The political crisis that has engulfed Rome threatens to bring about another bitter battle over the future of the EU, two years after the UK voted for Brexit. The uncertainty promped a selloff on Italian markets on Monday.
Mattarella, who as president has the power to nominate the head of government and ministers, asked Carlo Cottarelli, a former International Monetary Fund official, to become interim PM after refusing to accept the nomination of Paolo Savona, a Eurosceptic, for the role of finance minister.
Mattarella said appointing Savona, 81, who has called Italy’s entry into the euro a “historic mistake”, would have risked the confidence of foreign investors and destabilising the country.
Savona had been put forward for the role by the Five Star Movement (M5S) and the League, which had been attempting to form a government. The rejection on Sunday night prompted the resignation of Giuseppe Conte, the two parties’ choice to serve as prime minister.
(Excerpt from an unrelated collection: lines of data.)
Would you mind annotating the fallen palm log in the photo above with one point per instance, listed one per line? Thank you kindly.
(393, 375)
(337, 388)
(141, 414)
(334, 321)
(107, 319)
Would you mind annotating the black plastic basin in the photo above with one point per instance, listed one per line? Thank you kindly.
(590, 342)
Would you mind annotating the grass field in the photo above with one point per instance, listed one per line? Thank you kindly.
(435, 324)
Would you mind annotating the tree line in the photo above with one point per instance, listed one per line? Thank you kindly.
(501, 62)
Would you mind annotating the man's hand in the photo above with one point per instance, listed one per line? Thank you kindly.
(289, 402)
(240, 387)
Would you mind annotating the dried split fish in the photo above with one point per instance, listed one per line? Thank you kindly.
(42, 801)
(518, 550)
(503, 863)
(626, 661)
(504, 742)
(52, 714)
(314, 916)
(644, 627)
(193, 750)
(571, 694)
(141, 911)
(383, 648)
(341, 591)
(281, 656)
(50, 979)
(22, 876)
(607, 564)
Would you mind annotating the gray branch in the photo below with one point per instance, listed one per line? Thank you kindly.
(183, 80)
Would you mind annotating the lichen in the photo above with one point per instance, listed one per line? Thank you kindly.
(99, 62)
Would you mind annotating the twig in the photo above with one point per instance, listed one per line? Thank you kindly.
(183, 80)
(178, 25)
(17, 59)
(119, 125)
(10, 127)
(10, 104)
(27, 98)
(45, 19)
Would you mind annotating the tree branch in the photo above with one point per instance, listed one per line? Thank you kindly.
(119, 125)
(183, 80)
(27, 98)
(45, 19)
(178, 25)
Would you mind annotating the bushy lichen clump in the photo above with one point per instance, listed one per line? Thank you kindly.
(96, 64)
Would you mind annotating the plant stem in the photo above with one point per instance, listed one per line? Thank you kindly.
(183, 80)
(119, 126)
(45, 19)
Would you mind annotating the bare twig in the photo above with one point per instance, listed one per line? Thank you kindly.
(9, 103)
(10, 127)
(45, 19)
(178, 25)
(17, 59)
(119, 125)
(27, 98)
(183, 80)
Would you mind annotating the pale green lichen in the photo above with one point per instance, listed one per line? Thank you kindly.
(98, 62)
The parties’ leaders, Luigi Di Maio of the M5S and Matteo Salvini of the League, expressed outrage at Mattarella’s intervention and, in an extraordinary move, called for a mass mobilisation against the president on 2 June. Di Maio and others called for Mattarella’s impeachment, a move almost unheard of in Italy, but he later backed off from the threat.
“I call citizens to mobilise, make yourselves heard, it’s important that you do it right now. We will organise peaceful and symbolic demonstrations,” Di Maio said. He also called on Italians to drape the Italian flag outside their windows in protest against Mattarella.